President Obama Designates Stonewall National Monument

Via White House press release:

Since taking office, President Obama and his Administration have made historic strides in expanding opportunities and advancing equality and justice for all Americans, including lesbian, gay, bisexual, and transgender (LGBT) Americans. From major legislative achievements to historic court victories to important policy changes, the President has fought to promote the equal rights of all Americans — no matter who they are or who they love. That commitment to leveling the playing field and ensuring equal protection under the law is the bedrock principle this nation was founded on and has guided the President’s actions in support of all Americans.

Today, President Obama will designate a new national monument at the historic site of the Stonewall Uprising in New York City to honor the broad movement for LGBT equality. The new Stonewall National Monument will protect the area where, on June 28, 1969, a community’s uprising in response to a police raid sparked the modern LGBT civil rights movement in the United States.

The designation will create the first official National Park Service unit dedicated to telling the story of LGBT Americans, just days before the one year anniversary of the landmark Supreme Court decision guaranteeing marriage equality in all 50 states. Additionally, in celebration of the designation and New York City’s Pride festival, the White House, in coordination with the National Park Foundation and the Outdoor Advertising Association of America, is releasing a video that will be played on the billboards in Times Square on Saturday, June 25, beginning at 12:00pm ET.

The new Stonewall National Monument will permanently protect Christopher Park, a historic community park at the intersection of Christopher Street, West 4th Street and Grove Street directly across from the Stonewall Inn in Manhattan’s Greenwich Village. The monument’s boundary encompasses approximately 7.7 acres of land, including Christopher Park, the Stonewall Inn, and the surrounding streets and sidewalks that were the site of the 1969 Stonewall Uprising.
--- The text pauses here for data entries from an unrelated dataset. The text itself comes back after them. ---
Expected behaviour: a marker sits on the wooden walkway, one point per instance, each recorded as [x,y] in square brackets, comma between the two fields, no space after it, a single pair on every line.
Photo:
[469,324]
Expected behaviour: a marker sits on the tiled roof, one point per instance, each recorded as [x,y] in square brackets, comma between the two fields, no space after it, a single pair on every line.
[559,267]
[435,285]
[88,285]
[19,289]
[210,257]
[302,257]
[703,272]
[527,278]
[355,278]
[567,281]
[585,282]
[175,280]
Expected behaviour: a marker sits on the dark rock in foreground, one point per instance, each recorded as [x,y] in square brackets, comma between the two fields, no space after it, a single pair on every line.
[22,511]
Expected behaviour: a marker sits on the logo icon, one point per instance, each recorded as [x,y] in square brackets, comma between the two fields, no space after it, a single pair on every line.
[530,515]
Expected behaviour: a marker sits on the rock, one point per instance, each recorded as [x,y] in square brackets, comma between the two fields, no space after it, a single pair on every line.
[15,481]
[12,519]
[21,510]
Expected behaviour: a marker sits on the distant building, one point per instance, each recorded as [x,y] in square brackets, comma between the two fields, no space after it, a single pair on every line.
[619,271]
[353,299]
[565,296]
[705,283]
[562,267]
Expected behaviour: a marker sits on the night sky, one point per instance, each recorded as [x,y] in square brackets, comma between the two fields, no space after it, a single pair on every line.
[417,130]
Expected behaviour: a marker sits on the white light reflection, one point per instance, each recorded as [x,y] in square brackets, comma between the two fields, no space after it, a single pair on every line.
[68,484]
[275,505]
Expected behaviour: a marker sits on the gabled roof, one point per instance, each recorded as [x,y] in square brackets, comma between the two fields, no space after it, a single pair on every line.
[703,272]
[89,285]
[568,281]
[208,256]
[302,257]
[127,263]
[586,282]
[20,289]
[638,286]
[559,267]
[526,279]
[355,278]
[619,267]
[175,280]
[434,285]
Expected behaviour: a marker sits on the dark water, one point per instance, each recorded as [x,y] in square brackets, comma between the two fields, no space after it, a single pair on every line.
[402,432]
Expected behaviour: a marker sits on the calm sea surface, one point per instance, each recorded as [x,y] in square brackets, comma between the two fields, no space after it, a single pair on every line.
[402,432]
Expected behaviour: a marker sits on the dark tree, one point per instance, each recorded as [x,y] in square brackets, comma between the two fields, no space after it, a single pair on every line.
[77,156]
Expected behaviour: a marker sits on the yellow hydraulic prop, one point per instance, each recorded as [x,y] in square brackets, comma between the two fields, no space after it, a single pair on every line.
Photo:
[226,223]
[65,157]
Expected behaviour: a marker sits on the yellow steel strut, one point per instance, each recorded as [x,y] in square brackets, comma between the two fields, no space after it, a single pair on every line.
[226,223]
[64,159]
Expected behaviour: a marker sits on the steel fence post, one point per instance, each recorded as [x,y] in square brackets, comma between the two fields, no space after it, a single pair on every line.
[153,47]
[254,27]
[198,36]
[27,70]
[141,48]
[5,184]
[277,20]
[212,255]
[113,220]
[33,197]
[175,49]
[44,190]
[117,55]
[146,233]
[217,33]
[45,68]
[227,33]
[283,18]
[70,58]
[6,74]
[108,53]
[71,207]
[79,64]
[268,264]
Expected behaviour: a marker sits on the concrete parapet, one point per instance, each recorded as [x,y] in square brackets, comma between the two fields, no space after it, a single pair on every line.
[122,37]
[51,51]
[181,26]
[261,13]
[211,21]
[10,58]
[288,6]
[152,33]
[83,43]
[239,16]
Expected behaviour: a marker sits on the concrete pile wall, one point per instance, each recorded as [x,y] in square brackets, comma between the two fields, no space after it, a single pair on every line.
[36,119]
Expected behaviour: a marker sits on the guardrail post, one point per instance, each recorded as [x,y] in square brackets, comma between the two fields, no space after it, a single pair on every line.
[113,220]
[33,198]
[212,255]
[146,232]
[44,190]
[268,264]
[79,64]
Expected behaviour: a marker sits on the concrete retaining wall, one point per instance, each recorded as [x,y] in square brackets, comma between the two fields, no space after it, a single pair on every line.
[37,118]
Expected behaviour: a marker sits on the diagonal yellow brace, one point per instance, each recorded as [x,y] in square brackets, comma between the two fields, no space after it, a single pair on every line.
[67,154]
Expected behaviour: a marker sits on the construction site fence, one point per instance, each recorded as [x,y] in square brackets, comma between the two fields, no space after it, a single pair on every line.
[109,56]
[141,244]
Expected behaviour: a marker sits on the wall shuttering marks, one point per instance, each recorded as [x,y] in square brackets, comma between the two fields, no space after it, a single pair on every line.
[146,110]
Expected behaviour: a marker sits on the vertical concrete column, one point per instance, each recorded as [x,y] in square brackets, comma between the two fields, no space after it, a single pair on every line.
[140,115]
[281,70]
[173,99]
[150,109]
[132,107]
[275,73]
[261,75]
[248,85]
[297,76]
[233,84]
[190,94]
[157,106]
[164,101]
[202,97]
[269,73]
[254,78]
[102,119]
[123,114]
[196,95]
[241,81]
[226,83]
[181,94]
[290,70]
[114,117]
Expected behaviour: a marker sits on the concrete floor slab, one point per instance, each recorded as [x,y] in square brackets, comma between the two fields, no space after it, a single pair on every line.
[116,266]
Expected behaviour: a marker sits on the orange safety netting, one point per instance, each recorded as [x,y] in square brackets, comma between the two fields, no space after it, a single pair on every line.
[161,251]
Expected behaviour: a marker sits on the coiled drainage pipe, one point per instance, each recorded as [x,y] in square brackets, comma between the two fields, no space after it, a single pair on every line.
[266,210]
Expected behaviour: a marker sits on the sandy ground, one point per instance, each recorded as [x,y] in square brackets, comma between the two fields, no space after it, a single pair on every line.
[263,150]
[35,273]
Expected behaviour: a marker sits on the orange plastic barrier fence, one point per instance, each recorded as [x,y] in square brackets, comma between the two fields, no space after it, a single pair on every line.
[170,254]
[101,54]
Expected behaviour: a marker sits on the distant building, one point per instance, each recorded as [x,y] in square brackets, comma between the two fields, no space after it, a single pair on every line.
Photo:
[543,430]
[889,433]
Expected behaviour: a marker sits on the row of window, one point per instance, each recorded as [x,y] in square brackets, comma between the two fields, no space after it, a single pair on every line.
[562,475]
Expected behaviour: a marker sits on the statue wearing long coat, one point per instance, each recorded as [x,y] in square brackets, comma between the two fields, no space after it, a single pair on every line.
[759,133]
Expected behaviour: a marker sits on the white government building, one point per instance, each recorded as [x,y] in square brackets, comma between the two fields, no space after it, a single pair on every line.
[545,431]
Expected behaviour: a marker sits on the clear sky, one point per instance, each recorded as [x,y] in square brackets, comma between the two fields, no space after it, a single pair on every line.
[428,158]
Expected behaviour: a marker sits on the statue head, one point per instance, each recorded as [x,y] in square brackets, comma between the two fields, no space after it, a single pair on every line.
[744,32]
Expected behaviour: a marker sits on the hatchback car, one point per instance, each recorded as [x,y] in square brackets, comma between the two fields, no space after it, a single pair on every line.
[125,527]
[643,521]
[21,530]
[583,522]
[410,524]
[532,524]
Today’s designation follows years of strong support from local officials, organizations, members of Congress and citizens in New York City and across the country, as demonstrated recently at a public meeting held in New York City in May. The National Park Foundation is also today announcing that it will support the establishment of a local Friends Group to support the monument and that it will work with local and national organizations and the community to raise funding for dedicated National Park Service personnel, a temporary ranger station and visitor center, research and materials, exhibits, community outreach, and public education.